Move over banana, pineapple, avocado, coconut, mango, melon, and papaya. Enter the Anona, Jocote, Plantain, Lychee, Maracuya, Nispero, Pitaya, and Zapote. All are tropical fruits native to Central America. The bright red Jocote was just ripening during our November trip.
Fruit was more than just a juicy, tasty source of vitamins during El Salvador’s civil war in the 1980s. Often it was only the fruit growing wild that sustained the people as they moved from place to place to escape the military. They considered it a gift from God. Even when they re-settled, they sold fruit growing on their property to eke out a living.
“I go from plant to plant watering the little chili peppers, watering the lime tree and some seedlings of Guisquil, Pipian and a Zapote tree that sprouted on its own.” (P. 9-10 One Day of Life by Manlio Argueta)
Maria Julia Hernandez writes about her community, canton El Cacao, being deserted when Archbishop Romero came to visit. When he asked her to explain where the people were, she responded, “They’re monteando.” They would go to the woods and hide in the mountain during the day to hide from the military. Romero asked, “What do you eat?” She responded, “We eat what the monte gives us – roots, leaves, and fruit.” (p. 200 Oscar Romero, Memories in Mosaic by Maria Lopez Vigil.)

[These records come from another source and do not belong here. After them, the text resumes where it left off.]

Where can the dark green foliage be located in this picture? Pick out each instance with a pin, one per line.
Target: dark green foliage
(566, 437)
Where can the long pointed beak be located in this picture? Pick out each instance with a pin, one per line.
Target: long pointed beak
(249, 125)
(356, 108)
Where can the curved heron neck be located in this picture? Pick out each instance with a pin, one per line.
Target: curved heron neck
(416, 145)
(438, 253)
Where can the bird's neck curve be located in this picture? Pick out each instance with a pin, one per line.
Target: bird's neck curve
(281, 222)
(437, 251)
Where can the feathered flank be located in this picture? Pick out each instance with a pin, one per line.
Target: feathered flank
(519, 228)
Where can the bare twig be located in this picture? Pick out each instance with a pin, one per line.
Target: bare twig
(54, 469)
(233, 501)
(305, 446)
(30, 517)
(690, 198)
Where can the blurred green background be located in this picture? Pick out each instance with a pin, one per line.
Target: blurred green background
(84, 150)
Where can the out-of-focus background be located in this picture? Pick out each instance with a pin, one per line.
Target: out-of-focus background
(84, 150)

It is tough for small local Salvadoran farmers to produce and market enough fruits to make a living. The Jocote farmers are a success story. When their traditional growing methods were becoming ineffective resulting in 40% less yield, in unemployment, and in a rise in crime, they decided to do something positive. They pulled together into a cooperative and sought help from Techno Serve, a group who helps migrant workers in the United States. This organization sent advisors who offered help in agricultural best practices, and marketing strategies. Soon that negative 40% yield had disappeared altogether, and better fertilization, collection, and transportation methods were in place. Now working through the Salvadoran Ministry of Agriculture, this cooperative has become a competitive group ready to export their crop to former Salvadorans living in the U.S. who crave the fruit of their homeland.
With many fruits being shipped into El Salvador from nearby Guatemala, this Jocote success story could be a benchmark for other fruit growers in El Salvador who also may have a chance to turn the marketing pendulum in the other direction and begin exporting their exotic tropical fruits elsewhere.